Nickel production will exceed demand by 68,000 metric tons this year, and copper will have its first surplus since 2009, according to Standard Bank Group Ltd. Inventories of nickel in warehouses monitored by the LME rose 85 percent in the past year to a record, according to bourse data today. Aluminum and nickel are near four-year lows and copper last month was the cheapest in three years.
“2013 has been a tough year for global commodity markets,” UBS AG in London said in a report dated yesterday. “While demand growth for key markets such as iron ore, the coals and copper is actually positive and robust, they continue to be overwhelmed by even stronger supply growth.”
Industrial metals have slumped this year amid signs of economic slowdown in top user China and on speculation the U.S. Federal Reserve will taper bond purchases. Nickel, along with aluminum, zinc and copper, will be in surplus this year, according to Barclays Plc. Aluminum will have a seventh consecutive surplus, Morgan Stanley estimates show.
Nickel for delivery in three months on the LME rose 2.4 percent to $13,641 a ton by 3:57 p.m. today. The metal used in stainless steel yesterday extended declines to the lowest price since May 2009. Tin is the second-worst performer on the LME, down 16 percent. Aluminum fell to a four-year low of $1,758 a ton on June 27 and has dropped 12 percent this year.
UBS yesterday cut this year’s nickel forecast by 10 percent and reduced the 2014 estimate by 6 percent. The bank’s analysts see “subdued” commodities prices seen through 2015.

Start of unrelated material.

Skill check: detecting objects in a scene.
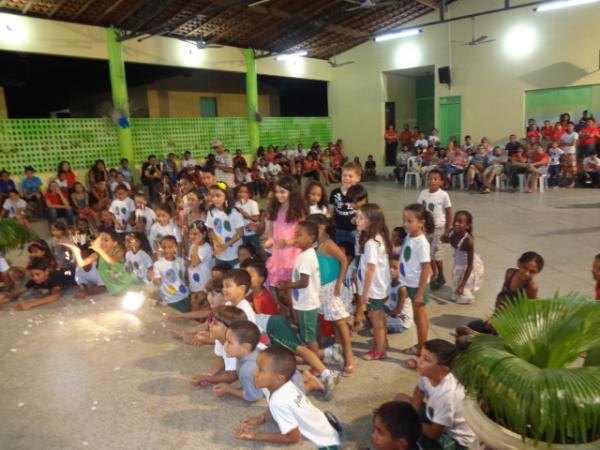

Nickel open interest, or the number of futures outstanding, climbed to 210,266 contracts as of July 8, the highest level on record, LME data showed today. Open interest expanded from a week earlier as prices fell 3.8 percent, suggesting new short positions, or bets on declines.
“Fresh shorts were added by technical players,” RBC Capital Markets Ltd. said in a report today. “Current prices mean a lot of Chinese nickel pig iron production is no longer viable. This is a market that is primed for a squeeze.”
Copper production will exceed demand by 150,000 tons this year, Standard Bank estimates. Prices last month fell to $6,602 a ton, the lowest since July 2010, and are down 14 percent this year. The zinc surplus will be 290,000 tons in 2013, according to Barclays. Zinc has dropped 8.8 percent this year.